Despite the positive sentiment, there is one worrying signal — the stablecoin dynamics on Binance. Since April 25, the exchange has recorded a steady outflow of stablecoins: the total net outflow for this period exceeded $11.8 billion, with daily outflows exceeding $1.5 billion in some sessions.

Stablecoin flows on exchanges are one of the key indicators of potential buying demand. When stablecoins enter an exchange, it signals readiness to buy. When they leave, the pool of available capital shrinks.

In April, the picture was the opposite: stable inflows of stablecoins coincided with BTC rising from $74,000 to $78,000. The accumulated reserve of buying liquidity helped support the upward movement. Now this reserve has noticeably depleted — just as the market is trying to consolidate above $81,000.

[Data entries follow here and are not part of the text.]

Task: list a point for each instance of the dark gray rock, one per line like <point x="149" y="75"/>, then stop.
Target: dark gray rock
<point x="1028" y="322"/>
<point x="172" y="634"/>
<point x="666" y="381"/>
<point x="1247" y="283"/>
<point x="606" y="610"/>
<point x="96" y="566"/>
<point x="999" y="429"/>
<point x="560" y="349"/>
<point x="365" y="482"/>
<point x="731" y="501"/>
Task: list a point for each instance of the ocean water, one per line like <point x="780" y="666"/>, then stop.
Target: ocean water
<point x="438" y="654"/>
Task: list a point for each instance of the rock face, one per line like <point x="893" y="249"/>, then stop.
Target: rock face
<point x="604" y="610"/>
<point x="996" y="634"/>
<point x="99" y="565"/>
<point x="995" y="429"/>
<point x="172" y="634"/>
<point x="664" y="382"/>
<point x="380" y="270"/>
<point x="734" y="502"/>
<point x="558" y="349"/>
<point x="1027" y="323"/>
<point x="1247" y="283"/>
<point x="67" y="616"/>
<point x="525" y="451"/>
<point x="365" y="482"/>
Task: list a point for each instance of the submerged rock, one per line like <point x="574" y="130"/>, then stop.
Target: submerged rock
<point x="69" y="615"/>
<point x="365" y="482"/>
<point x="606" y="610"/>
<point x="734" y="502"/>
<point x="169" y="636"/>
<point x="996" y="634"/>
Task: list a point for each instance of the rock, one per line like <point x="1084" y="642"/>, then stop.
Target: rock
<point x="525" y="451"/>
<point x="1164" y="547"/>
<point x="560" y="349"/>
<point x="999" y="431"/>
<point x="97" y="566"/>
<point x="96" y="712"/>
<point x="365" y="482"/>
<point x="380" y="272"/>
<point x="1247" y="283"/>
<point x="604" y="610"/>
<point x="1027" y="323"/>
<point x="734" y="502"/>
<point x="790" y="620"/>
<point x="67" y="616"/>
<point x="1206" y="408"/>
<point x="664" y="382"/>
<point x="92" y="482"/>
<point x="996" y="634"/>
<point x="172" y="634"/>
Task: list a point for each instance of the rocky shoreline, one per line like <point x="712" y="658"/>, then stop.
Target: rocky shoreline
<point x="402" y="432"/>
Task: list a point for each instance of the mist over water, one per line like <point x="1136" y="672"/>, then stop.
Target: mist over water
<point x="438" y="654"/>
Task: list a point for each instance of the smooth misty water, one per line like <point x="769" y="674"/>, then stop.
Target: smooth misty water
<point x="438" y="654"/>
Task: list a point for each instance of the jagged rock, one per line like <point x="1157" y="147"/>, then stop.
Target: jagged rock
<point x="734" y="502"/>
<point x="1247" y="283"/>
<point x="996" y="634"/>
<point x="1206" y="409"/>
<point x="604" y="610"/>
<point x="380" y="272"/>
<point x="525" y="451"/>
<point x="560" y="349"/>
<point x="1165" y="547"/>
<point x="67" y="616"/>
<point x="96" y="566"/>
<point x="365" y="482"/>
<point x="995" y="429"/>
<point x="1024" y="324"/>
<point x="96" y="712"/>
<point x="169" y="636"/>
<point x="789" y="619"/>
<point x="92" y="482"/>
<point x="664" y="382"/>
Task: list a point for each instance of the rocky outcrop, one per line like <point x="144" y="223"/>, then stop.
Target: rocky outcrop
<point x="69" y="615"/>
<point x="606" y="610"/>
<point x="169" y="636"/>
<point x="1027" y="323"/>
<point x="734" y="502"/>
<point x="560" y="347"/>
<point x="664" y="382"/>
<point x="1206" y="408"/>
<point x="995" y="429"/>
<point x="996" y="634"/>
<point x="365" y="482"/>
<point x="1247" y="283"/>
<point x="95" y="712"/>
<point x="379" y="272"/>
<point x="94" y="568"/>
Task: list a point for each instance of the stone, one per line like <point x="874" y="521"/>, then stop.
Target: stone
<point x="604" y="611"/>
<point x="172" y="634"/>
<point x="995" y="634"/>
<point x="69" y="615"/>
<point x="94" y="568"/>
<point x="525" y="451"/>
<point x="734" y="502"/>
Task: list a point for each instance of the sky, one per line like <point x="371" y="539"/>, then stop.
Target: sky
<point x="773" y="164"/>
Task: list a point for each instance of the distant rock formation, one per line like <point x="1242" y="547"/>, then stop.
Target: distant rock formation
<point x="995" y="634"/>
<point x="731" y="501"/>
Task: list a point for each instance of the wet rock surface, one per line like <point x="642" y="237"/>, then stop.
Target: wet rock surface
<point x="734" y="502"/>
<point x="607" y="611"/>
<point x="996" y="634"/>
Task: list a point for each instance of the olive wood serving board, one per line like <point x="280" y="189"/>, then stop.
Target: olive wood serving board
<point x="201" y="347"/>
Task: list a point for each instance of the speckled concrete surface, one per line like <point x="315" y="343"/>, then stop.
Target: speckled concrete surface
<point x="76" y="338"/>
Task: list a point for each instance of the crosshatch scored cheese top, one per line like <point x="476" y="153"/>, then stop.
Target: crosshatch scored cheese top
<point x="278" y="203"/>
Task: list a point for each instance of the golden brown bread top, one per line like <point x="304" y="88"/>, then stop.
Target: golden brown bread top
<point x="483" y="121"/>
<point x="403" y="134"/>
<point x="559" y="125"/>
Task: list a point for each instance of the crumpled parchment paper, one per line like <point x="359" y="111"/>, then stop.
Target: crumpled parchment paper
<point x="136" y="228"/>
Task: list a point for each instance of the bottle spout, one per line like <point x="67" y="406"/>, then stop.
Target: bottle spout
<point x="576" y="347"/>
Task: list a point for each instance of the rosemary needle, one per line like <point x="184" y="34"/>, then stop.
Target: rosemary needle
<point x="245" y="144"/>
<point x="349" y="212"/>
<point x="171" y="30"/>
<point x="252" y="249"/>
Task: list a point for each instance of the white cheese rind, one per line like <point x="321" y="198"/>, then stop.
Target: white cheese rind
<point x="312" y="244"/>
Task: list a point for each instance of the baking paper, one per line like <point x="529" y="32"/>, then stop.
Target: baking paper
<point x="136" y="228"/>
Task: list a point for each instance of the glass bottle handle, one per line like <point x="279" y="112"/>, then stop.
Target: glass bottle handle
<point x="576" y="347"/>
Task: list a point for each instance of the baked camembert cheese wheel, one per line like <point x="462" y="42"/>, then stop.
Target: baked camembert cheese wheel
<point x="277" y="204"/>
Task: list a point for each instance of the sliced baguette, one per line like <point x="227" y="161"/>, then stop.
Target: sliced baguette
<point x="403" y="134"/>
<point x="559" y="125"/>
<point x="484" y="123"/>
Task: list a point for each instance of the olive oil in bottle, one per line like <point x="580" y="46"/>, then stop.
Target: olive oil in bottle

Two Signals Pointing in Different Directions

The situation is ambiguous. On the one hand, there is the first neutral sentiment index in 108 days, a recovery in market capitalization, and constructive behavior from BTC holders. On the other, there is a steady outflow of liquidity from the world’s largest exchange, which limits available buying power.

The bullish narrative about $100,000 is possible, but it requires one key condition: the return of stablecoin liquidity to exchanges. Without fresh capital, the current rally risks running into a shortage of buyers at higher levels.

The market has clearly shifted from a phase of fear to a phase of cautious optimism. The question is whether this optimism will turn into real demand — or fade away as it did in January.